Erdogan: Ottoman language will be taught, whether they like it or not

ANKARA: President Recep Tayyip Erdogan has rejected debating a proposal to teach the Ottoman language in compulsory classes at high schools, saying it will be taught whether critics like it or not.

Addressing the Fifth Religion Council hosted by Turkey’s Religious Affairs Directorate, Erdogan defended the proposed classes saying that learning the Ottoman language will restore severed ties with “our roots.”

“They ask, ‘Are we going to learn how to read what’s written on gravestones?’ History rests in those gravestones. Can there be a bigger weakness than this? This [shift from the Ottoman language] was equal to the severing of our jugular veins. It is a disaster that this nation, which had superior scientific qualities, lost its wisdom,” Erdogan said, pointing out that the Ottoman language is “not a foreign language.”

“There are those who do not want this to be taught. This is a great danger. Whether they like it or not, the Ottoman language will be learned and taught in this country. This religion has a guardian.
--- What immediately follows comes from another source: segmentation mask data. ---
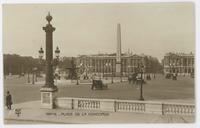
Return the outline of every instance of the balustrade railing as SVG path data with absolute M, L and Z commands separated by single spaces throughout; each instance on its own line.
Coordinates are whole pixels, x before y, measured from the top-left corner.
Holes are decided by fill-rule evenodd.
M 163 104 L 162 111 L 164 115 L 193 115 L 195 113 L 195 107 L 189 104 Z
M 99 109 L 100 101 L 78 99 L 79 109 Z
M 174 115 L 194 115 L 194 104 L 160 103 L 114 99 L 58 98 L 58 107 L 112 112 L 157 113 Z
M 145 103 L 116 102 L 116 111 L 145 112 Z

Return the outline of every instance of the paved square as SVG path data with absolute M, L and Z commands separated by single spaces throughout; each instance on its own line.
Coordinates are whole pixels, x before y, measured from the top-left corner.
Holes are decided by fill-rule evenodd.
M 12 93 L 14 103 L 40 100 L 39 90 L 43 85 L 32 85 L 26 82 L 26 77 L 4 80 L 4 91 L 9 90 Z M 194 85 L 194 79 L 190 77 L 179 76 L 177 81 L 173 81 L 165 79 L 163 75 L 156 75 L 156 79 L 147 81 L 147 84 L 143 85 L 143 96 L 145 100 L 180 100 L 194 103 Z M 111 84 L 110 81 L 107 90 L 91 90 L 91 85 L 69 83 L 59 84 L 58 89 L 58 97 L 138 100 L 140 96 L 139 85 L 130 85 L 128 82 Z

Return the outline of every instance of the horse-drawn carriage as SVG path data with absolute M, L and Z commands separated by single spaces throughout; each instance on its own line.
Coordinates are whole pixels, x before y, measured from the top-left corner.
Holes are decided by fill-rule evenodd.
M 165 78 L 166 78 L 166 79 L 171 79 L 171 78 L 172 78 L 172 76 L 173 76 L 173 74 L 172 74 L 172 73 L 167 73 L 167 74 L 166 74 L 166 76 L 165 76 Z
M 133 73 L 131 75 L 128 76 L 128 81 L 129 81 L 129 84 L 141 84 L 141 82 L 143 84 L 145 84 L 146 82 L 144 81 L 144 79 L 141 78 L 141 75 L 140 74 L 137 74 L 137 73 Z
M 107 88 L 108 86 L 102 80 L 92 80 L 92 90 L 103 90 Z

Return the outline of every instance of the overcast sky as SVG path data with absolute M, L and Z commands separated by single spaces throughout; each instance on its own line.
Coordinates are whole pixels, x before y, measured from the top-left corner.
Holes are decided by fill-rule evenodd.
M 116 52 L 117 23 L 122 52 L 161 60 L 167 52 L 195 50 L 192 3 L 3 5 L 3 53 L 38 57 L 45 48 L 42 27 L 53 16 L 54 50 L 61 56 Z

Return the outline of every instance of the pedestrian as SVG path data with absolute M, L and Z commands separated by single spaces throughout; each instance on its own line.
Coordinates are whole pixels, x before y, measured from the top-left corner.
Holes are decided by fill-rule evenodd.
M 12 96 L 11 96 L 10 92 L 7 91 L 6 106 L 7 106 L 8 110 L 11 110 L 11 105 L 12 105 Z

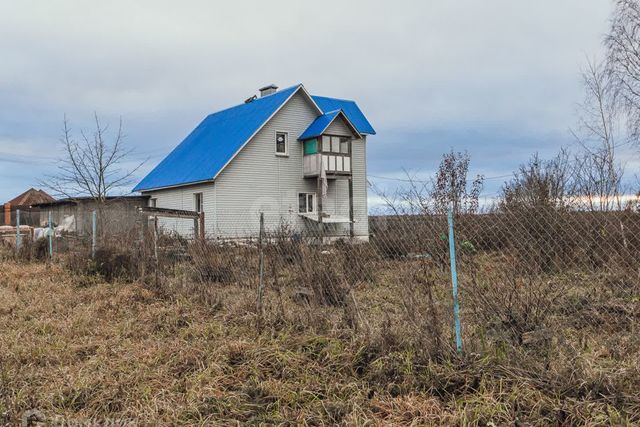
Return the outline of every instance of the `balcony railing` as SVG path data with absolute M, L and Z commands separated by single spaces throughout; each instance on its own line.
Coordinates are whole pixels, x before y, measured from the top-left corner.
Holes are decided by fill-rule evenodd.
M 351 175 L 351 156 L 348 154 L 317 153 L 303 157 L 305 177 L 320 175 L 322 167 L 327 175 Z

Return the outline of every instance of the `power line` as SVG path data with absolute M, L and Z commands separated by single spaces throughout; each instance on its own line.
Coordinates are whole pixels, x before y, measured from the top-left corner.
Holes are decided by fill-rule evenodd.
M 512 176 L 513 176 L 513 174 L 510 173 L 510 174 L 506 174 L 506 175 L 485 176 L 485 177 L 483 177 L 483 179 L 486 181 L 486 180 L 492 180 L 492 179 L 510 178 Z M 390 176 L 380 176 L 380 175 L 367 175 L 367 178 L 386 179 L 386 180 L 389 180 L 389 181 L 399 181 L 399 182 L 420 182 L 420 183 L 429 183 L 429 182 L 431 182 L 430 180 L 394 178 L 394 177 L 390 177 Z
M 58 160 L 56 157 L 38 156 L 33 154 L 17 154 L 17 153 L 3 153 L 0 152 L 0 160 L 25 159 L 25 160 Z M 19 160 L 16 160 L 19 161 Z

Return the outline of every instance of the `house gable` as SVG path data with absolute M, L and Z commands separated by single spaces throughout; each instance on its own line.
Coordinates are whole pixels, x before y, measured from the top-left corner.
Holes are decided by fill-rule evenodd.
M 296 93 L 303 93 L 317 114 L 322 113 L 304 87 L 296 85 L 211 114 L 140 181 L 133 191 L 190 185 L 214 179 Z
M 327 129 L 324 131 L 327 135 L 340 135 L 350 136 L 355 139 L 361 139 L 362 135 L 353 128 L 353 126 L 346 120 L 346 117 L 338 116 L 331 122 Z
M 345 135 L 353 136 L 355 138 L 362 138 L 362 135 L 358 132 L 358 129 L 349 121 L 349 118 L 342 112 L 342 110 L 330 111 L 318 116 L 304 132 L 298 137 L 299 140 L 317 138 L 322 134 Z M 339 133 L 335 133 L 338 132 Z

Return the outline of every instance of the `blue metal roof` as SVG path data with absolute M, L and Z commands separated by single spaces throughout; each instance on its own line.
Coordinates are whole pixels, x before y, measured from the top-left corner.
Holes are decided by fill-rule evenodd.
M 207 116 L 184 141 L 136 185 L 133 191 L 212 180 L 238 150 L 301 87 L 302 85 L 298 84 Z M 355 102 L 319 96 L 312 98 L 323 113 L 342 109 L 358 132 L 375 134 L 371 124 Z M 336 115 L 338 113 L 335 112 Z M 324 116 L 327 114 L 320 117 Z M 317 121 L 318 119 L 313 123 Z
M 344 114 L 349 118 L 349 121 L 353 123 L 358 132 L 366 133 L 369 135 L 375 135 L 376 131 L 371 126 L 371 123 L 362 114 L 358 104 L 355 101 L 349 101 L 347 99 L 327 98 L 324 96 L 312 96 L 313 100 L 318 104 L 318 107 L 323 112 L 342 110 Z
M 299 87 L 209 115 L 133 191 L 212 179 Z
M 324 113 L 321 116 L 318 116 L 309 127 L 302 132 L 302 135 L 298 139 L 309 139 L 315 138 L 316 136 L 320 136 L 324 133 L 324 130 L 329 127 L 331 122 L 338 117 L 340 114 L 340 110 L 330 111 L 328 113 Z
M 329 127 L 329 125 L 336 119 L 336 117 L 341 116 L 344 121 L 349 125 L 349 127 L 354 131 L 354 134 L 360 138 L 360 132 L 355 128 L 354 124 L 351 123 L 351 120 L 344 114 L 342 110 L 329 111 L 328 113 L 324 113 L 321 116 L 318 116 L 309 127 L 302 132 L 302 134 L 298 137 L 299 140 L 305 140 L 309 138 L 315 138 L 322 135 L 325 130 Z

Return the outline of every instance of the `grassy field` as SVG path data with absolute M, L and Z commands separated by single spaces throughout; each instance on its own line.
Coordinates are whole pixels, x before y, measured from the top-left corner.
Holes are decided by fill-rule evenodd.
M 484 307 L 488 288 L 463 280 L 458 356 L 446 275 L 385 268 L 341 305 L 270 282 L 259 319 L 250 286 L 4 260 L 0 425 L 640 423 L 640 303 L 620 282 L 564 276 L 507 298 L 514 284 L 494 280 Z

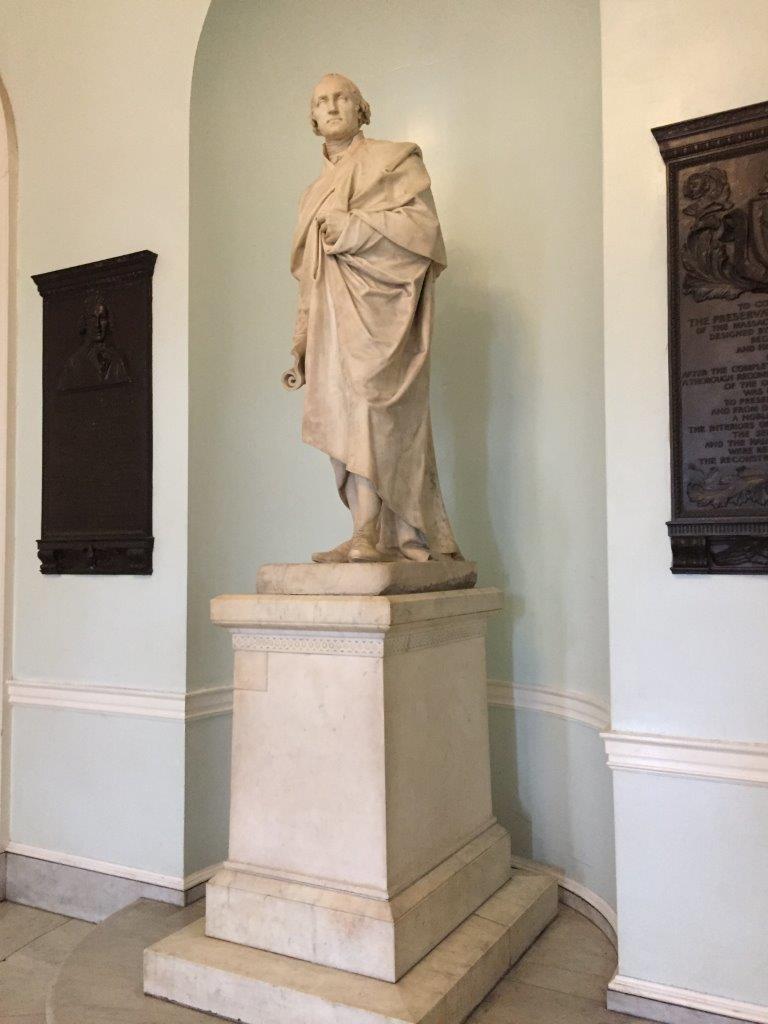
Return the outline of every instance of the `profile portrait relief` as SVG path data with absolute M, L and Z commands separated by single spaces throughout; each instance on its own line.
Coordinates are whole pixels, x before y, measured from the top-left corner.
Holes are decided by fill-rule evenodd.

And this guardian will protect this religion till the end of time,” he said.

“The scholars of Turkey still stand tall despite the pressure and efforts to sever our ties with our roots for the past 200 years,” the president said, referring to the period of the Tanzimat, which was marked by a series of reforms undertaken in the Ottoman Empire in the 19th century to modernize society along secular and bureaucratic lines.

Turkey’s National Education Council voted at the weekend on a proposal to introduce compulsory Ottoman language classes at religious imam-hatip high schools and as elective classes at other high schools, along with other proposals to make religious culture classes compulsory from the first grade on and axe bartending classes for vocational tourism high schools.

Erdogan said that a struggle in the West between the church and the state ended in religion being removed from the public sphere, and he claimed that it is still a matter of debate who was successful in this struggle and to what extent.

“As you know very well, the vacuum left by religion in the West was filled by phenomena that are considered religion by a significant majority, such as modernization, capitalism, money, technology, fashion and even science. Some Muslim countries, including most notably Turkey, unfortunately, have imitated debates between church and state and church and science, just like they imitated many other things as part of a Westernization process. In the West, the vacuum left by Christianity was filled with, say, the religion of citizenship. Similar attempts took place in predominantly Muslim countries,” Erdogan said.

He said that pious people have been systematically scorned in these lands for the past 200 years and that Islamophobia has been flamed both in the West and within the Islamic world, forcing the Muslim world and its intellectuals to remain in a “defensive position.”

According to Erdogan, he and his colleagues were subject to attacks for years because they were in a “struggle to instill self-confidence in this nation.”

“If we were made a target, this is not for nothing. This is because we have been asking the questions that have not been asked for the past 200 years,” he said, citing criticism he has received for a series of controversial remarks he recently made, such as the assertion that America was discovered by Muslims or that women and men are “not equal but equivalent.”